Do we really need a revolution – by Mustafa Kamal


Our living in a world full of tragedies is a universal fact. Social fabrics are shattered. The dissatisfaction of people with the functions of their respective governments has put them in a position to ask and preach for revolution. The term revolution has been framed as hanging political leaders and sacking governments through mob violence by various political leaders and writers in Pakistan. Who will lead such revolutions and what could be the repercussions are still ambiguous.

Revolutions have always been hijacked historically.
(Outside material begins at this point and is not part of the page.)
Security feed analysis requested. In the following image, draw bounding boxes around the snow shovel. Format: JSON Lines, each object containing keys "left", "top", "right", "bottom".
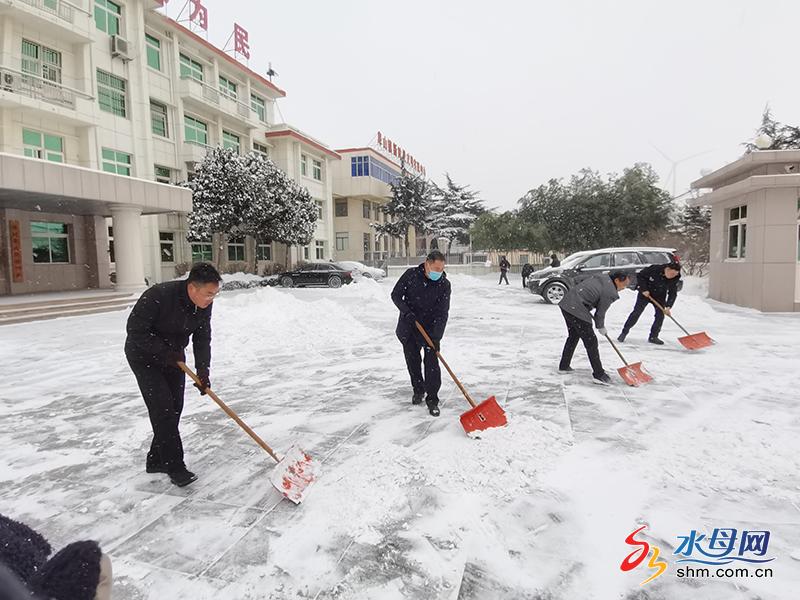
{"left": 603, "top": 334, "right": 653, "bottom": 387}
{"left": 414, "top": 322, "right": 507, "bottom": 434}
{"left": 178, "top": 362, "right": 316, "bottom": 504}
{"left": 646, "top": 296, "right": 714, "bottom": 350}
Revolutions have always breed hatred, violence and sense of superiority among the suppressed, emotional and exploited revolutionaries. Once in power, these exploited revolutionaries shed more blood, kill more people, suppress their opponents with more brutal tract of force and turn to fascists gradually.

The recent Arab spring is an apt example of this. The so-called Arab Revolutionaries were such sick-minded that they even distorted the dead bodies of their opponents. Reports also revealed that the young brainwashed revolutionaries even sodomized the body of Qaddafi.
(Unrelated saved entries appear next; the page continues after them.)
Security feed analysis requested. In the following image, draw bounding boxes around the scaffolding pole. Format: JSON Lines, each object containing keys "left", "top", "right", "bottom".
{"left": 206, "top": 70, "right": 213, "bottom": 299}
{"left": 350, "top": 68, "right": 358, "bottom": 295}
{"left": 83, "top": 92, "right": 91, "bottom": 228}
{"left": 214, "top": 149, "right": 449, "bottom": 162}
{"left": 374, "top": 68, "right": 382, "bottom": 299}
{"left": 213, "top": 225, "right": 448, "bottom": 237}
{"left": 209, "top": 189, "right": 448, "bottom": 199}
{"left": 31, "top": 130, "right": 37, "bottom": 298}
In Egypt, the chief of Second dominant party of revolutionaries declared the face of women like her vagina and asked the girls to cover their faces like their vagina.

“The Muslim world in general and Pakistan in particular is not fit for revolution,” says Veteran journalist and intellectual Khalid Ahmad. “No one realizes that revolutions are pure destruction, at times rescued by an intellectual realization about where they went wrong”, he observes.
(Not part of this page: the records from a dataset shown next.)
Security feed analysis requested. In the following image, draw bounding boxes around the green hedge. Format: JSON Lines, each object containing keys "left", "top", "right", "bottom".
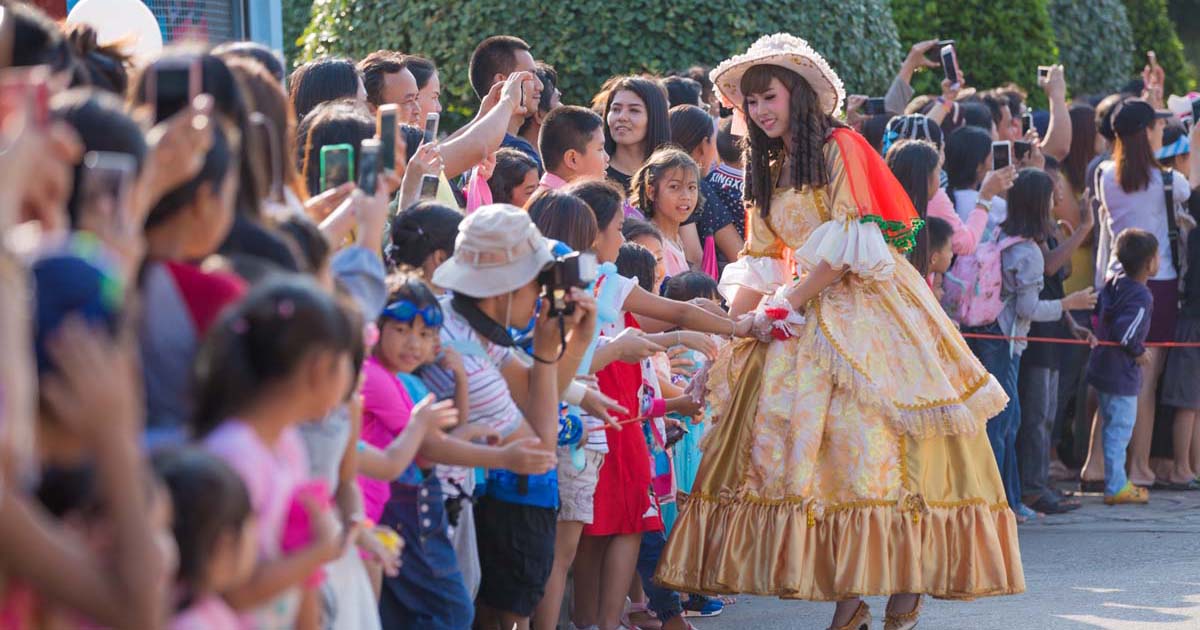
{"left": 1047, "top": 0, "right": 1135, "bottom": 96}
{"left": 282, "top": 0, "right": 314, "bottom": 74}
{"left": 299, "top": 0, "right": 904, "bottom": 130}
{"left": 891, "top": 0, "right": 1059, "bottom": 105}
{"left": 1122, "top": 0, "right": 1197, "bottom": 95}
In the world of their fantasies, the revolutionaries are more concerned in suppressing their opponents instead of creating a stable environment leading to prosperity and peace based on humanistic values.

We are a society where self-congratulating has surpassed self-criticism. Primarily, such societies don’t need revolution, but evolution. Our futile efforts in hurrying for revolution will leave us with even more blood in streets, heap of bodies and chaos. Any urgent need to reform the society must never be revolutionary, rather evolutionary.